Tuesday, May 22, 2012

"Al-jazeera n’en parle jamais!"

 Al Jazeera: "Shadi Mawlai an anti-Assad 'activist'
"Vétéran du djihad, cheikh Saadedine Ghia, 50 ans, fait régulièrement l’aller-retour entre sa résidence tripolitaine du Liban-nord et le champ de bataille syrien, à quelques kilomètres de là. « Avant l’aube, je traverse la rivière qui marque la frontière, déguisé en paysan ; et je reviens à la nuit tombée, après avoir caché mon arme en territoire syrien », raconte cet islamiste sunnite, qui a combattu aux côtés d’al-qaida en Afghanistan et en Irak.
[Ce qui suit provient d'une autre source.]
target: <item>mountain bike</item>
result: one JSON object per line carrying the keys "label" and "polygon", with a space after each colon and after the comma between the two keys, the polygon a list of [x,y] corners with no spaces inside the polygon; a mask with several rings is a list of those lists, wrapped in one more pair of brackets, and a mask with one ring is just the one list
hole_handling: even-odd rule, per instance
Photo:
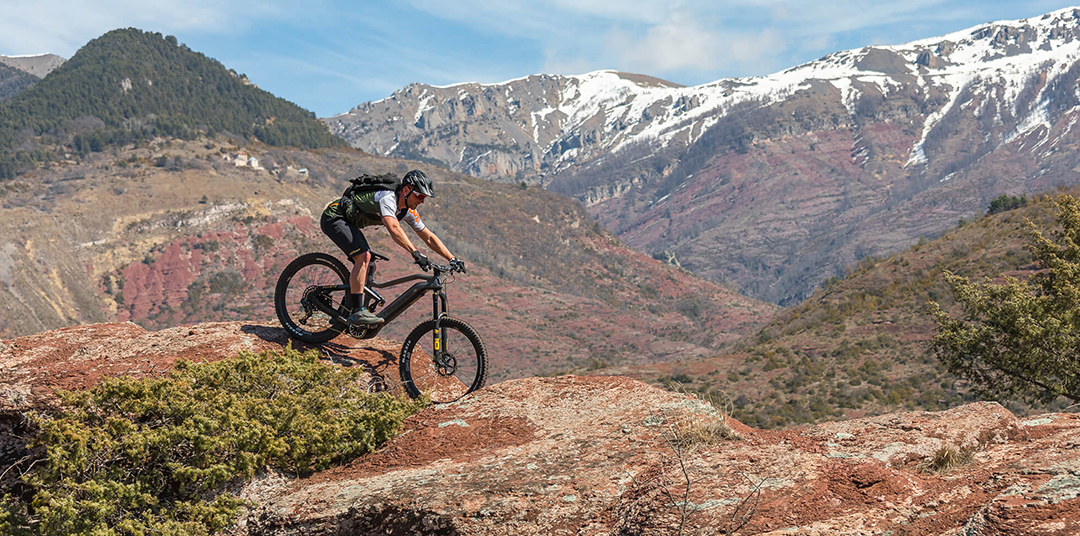
{"label": "mountain bike", "polygon": [[[370,339],[430,291],[431,320],[416,326],[401,345],[398,371],[406,392],[413,398],[427,393],[432,402],[444,403],[483,387],[487,379],[484,341],[472,326],[447,314],[444,287],[448,276],[459,270],[432,263],[432,275],[413,274],[379,283],[375,280],[376,262],[390,259],[375,252],[371,257],[361,299],[354,299],[349,292],[349,270],[337,257],[307,253],[290,262],[274,290],[274,310],[285,331],[310,344],[324,343],[341,333]],[[410,281],[417,283],[382,307],[386,300],[378,289]],[[350,325],[349,315],[356,307],[372,313],[382,307],[377,314],[385,322]]]}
Comme lui, une centaine de salafistes libanais et 300 à 400 autres volontaires non syriens, selon plusieurs sources concordantes, se sont infiltrés en Syrie pour combattre les partisans de Bachar el-assad, qui répriment un soulèvement populaire depuis plus d’un an. Ils constituent une part encore minime des insurgés, mais en constante augmentation ces derniers mois. Un sujet tabou pour l’opposition, qui nie tout lien avec ces supplétifs encombrants pour l’image de la révolution. « Al-jazeera ( la chaîne qatarienne, proche des anti-assad, NDLR) n’en parle jamais, regrette Youssef, un activiste de Homs réfugié à Beyrouth. C’est inquiétant, je n’ai pas envie qu’une dictature islamiste succède à une dictature laïque. » ....
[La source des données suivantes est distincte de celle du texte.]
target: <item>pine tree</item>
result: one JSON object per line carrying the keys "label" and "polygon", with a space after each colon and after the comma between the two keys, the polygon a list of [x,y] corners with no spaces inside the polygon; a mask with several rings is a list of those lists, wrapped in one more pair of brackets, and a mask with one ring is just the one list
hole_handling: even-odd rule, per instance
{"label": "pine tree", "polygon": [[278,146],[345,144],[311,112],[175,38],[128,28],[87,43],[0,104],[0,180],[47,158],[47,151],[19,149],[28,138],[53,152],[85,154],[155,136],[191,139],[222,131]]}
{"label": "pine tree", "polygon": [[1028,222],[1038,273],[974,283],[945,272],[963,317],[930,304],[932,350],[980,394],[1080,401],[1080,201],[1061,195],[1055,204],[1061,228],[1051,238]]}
Au siège de L’ONU à New York, l’ambassadeur syrien, Bachar Jaafari, vient de remettre au Conseil de sécurité une cassette vidéo montrant les témoignages de 26 islamistes étrangers, actuellement sous les verrous dans son pays. D’autres sont morts dans les affrontements, notamment en février pendant le siège de Homs, comme ces cinq Tunisiens, originaires de Ben Guerdane, une localité frontalière de la Libye. Avant de pénétrer en Syrie, leurs frères d’armes avaient récupéré leur passeport et noté un numéro de téléphone pour prévenir les familles, en cas de décès. Parmi d’autres djihadistes morts au combat figurent un Français, un Belge et un Britannique. En pleine affaire Merah, en mars, cinq Français sont arrivés à l’aéroport de Beyrouth en vue de gagner la Syrie. Mais la Sûreté générale, proche du Hezbollah et de Damas, les avait repérés. Elle les laissa prendre la route vers la frontière nord, où les cinq candidats au djihad furent appréhendés, avant d’être remis aux services de renseignements français, qui les renvoyèrent à Paris.
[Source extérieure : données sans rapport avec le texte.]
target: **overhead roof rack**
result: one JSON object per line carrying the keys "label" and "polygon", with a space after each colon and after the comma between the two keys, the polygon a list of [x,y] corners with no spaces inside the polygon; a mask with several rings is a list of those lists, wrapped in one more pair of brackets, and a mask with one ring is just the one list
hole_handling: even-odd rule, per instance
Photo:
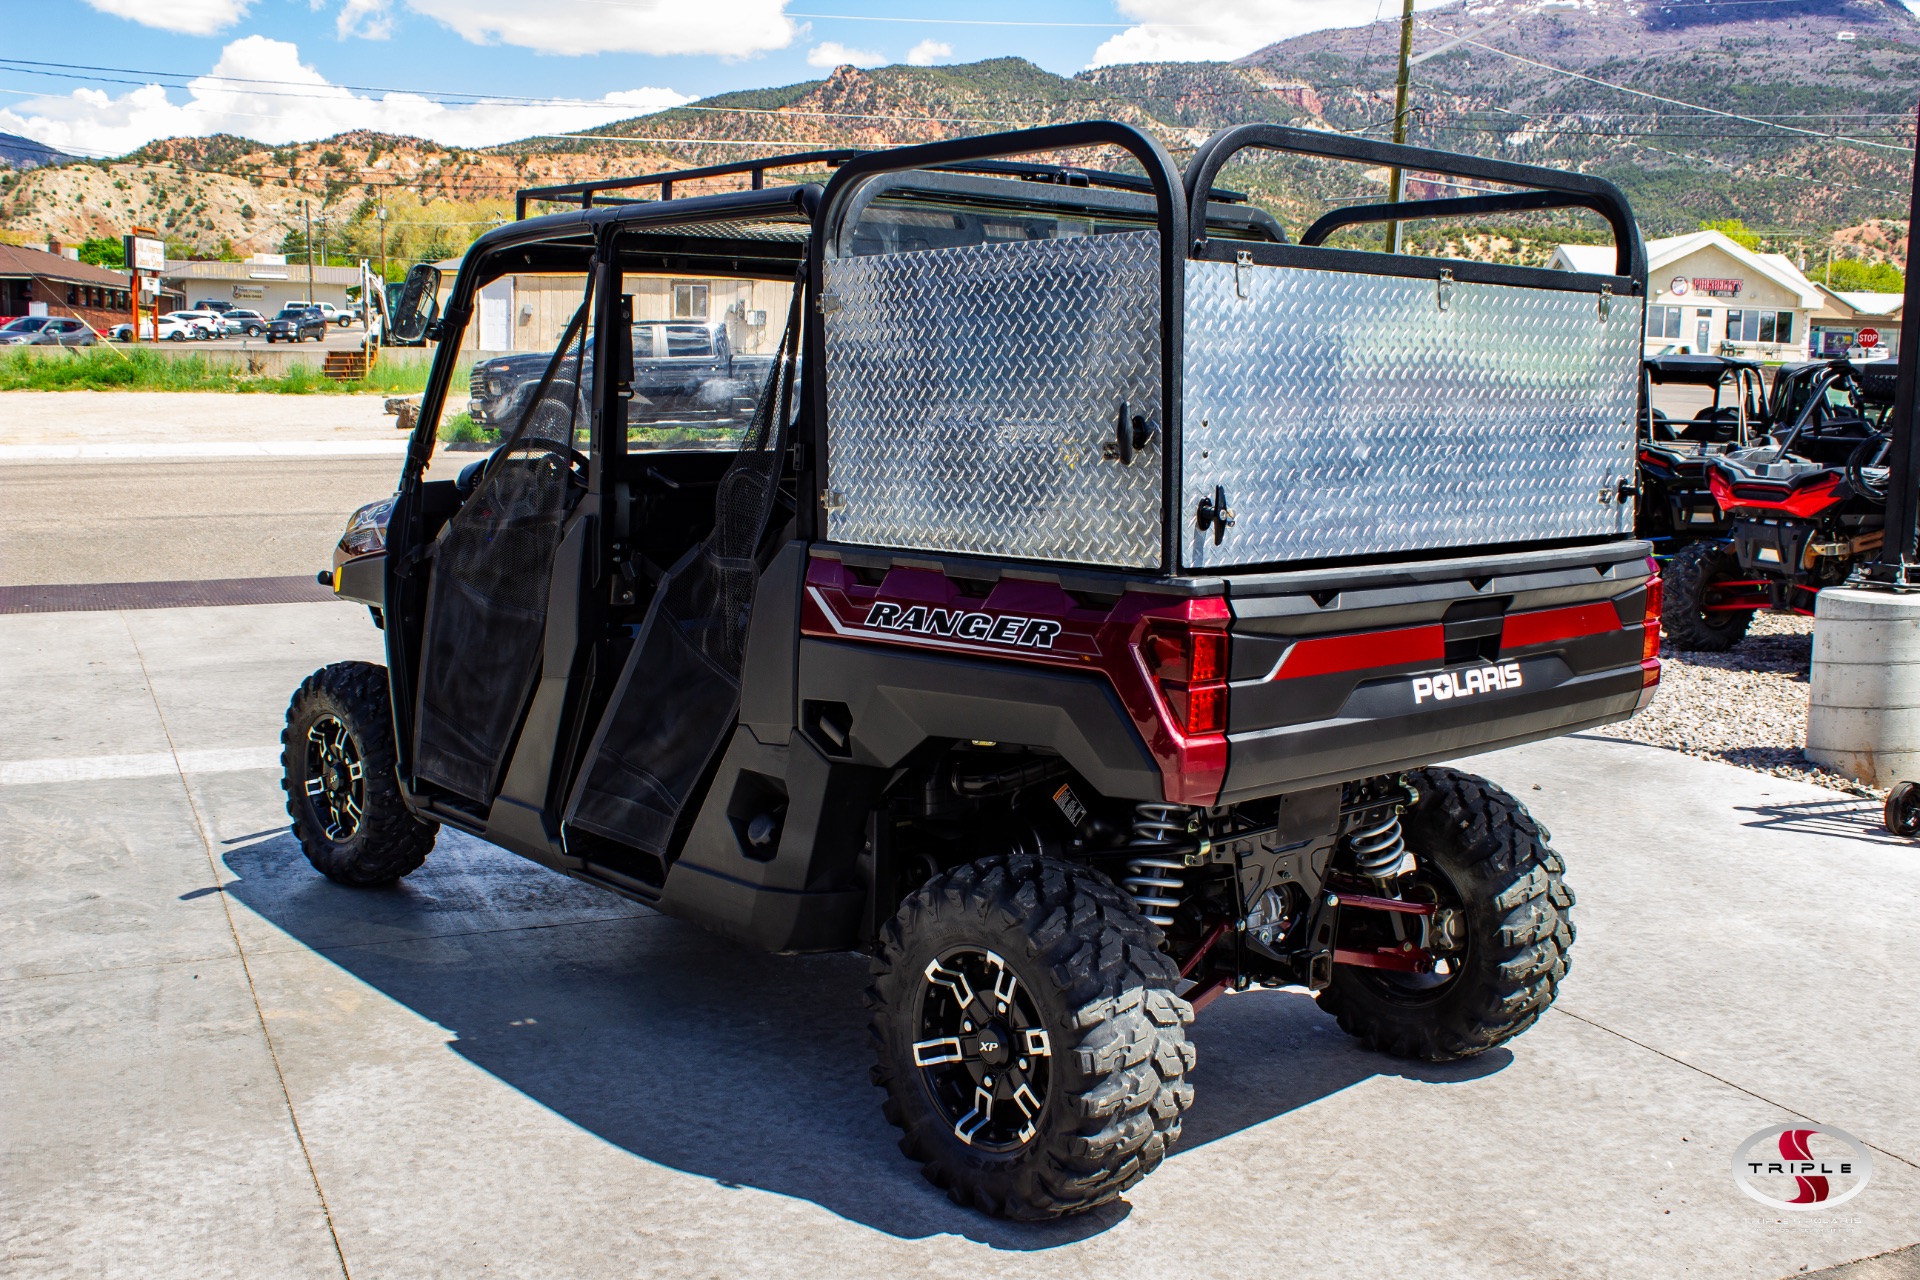
{"label": "overhead roof rack", "polygon": [[[636,187],[658,187],[659,199],[673,199],[673,187],[676,182],[692,182],[701,178],[721,178],[730,174],[747,174],[753,183],[753,190],[759,191],[766,186],[767,173],[773,169],[801,169],[825,166],[838,169],[855,156],[865,155],[858,148],[839,148],[829,151],[797,151],[788,155],[762,156],[757,160],[735,160],[730,164],[711,164],[697,169],[673,169],[661,173],[642,174],[632,178],[595,178],[587,182],[557,183],[548,187],[527,187],[516,191],[513,196],[514,221],[524,221],[527,216],[527,202],[546,200],[555,204],[577,204],[582,209],[591,209],[596,204],[642,204],[646,200],[634,200],[625,196],[605,196],[607,191],[631,191]],[[1068,187],[1112,187],[1120,191],[1152,192],[1153,186],[1143,177],[1128,173],[1112,173],[1104,169],[1084,169],[1074,165],[1028,164],[1010,160],[971,160],[956,164],[932,166],[961,173],[984,173],[1002,177],[1021,178],[1028,182],[1047,182]],[[1211,197],[1226,204],[1243,204],[1247,197],[1238,191],[1222,191],[1215,188]]]}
Encouragés par leurs parrains qatariens, les anciens combattants libyens de la guerre contre Kadhafi constituent l’un des principaux contingents aux côtés des Libanais, des Saoudiens, d’irakiens, de Koweïtiens, de quelques Algériens et même de trois Pakistanais, repliés dans le village de Jergénas, près de la frontière turque. Ils ne se mélangent pas avec les dissidents de l’armée syrienne libre (ASL), sauf parfois localement, quand ceux-ci sont eux-mêmes salafistes. En début d’année, de nombreux Irakiens se sont infiltrés avec d’importantes quantités d’armes (des lance-roquettes notamment). Mais les tribus des régions frontalières les ont rejetés. Aujourd’hui, les plus nombreux combattent dans la province montagneuse d’idleb, non loin de la Turquie, où ils bénéficient de l’hospitalité d’une population laissée pour compte par le pouvoir central. « Les Libyens nous servent de conseillers militaires », confie via Skype depuis la frontière un salafiste syrien, qui va et vient entre la Turquie et son pays.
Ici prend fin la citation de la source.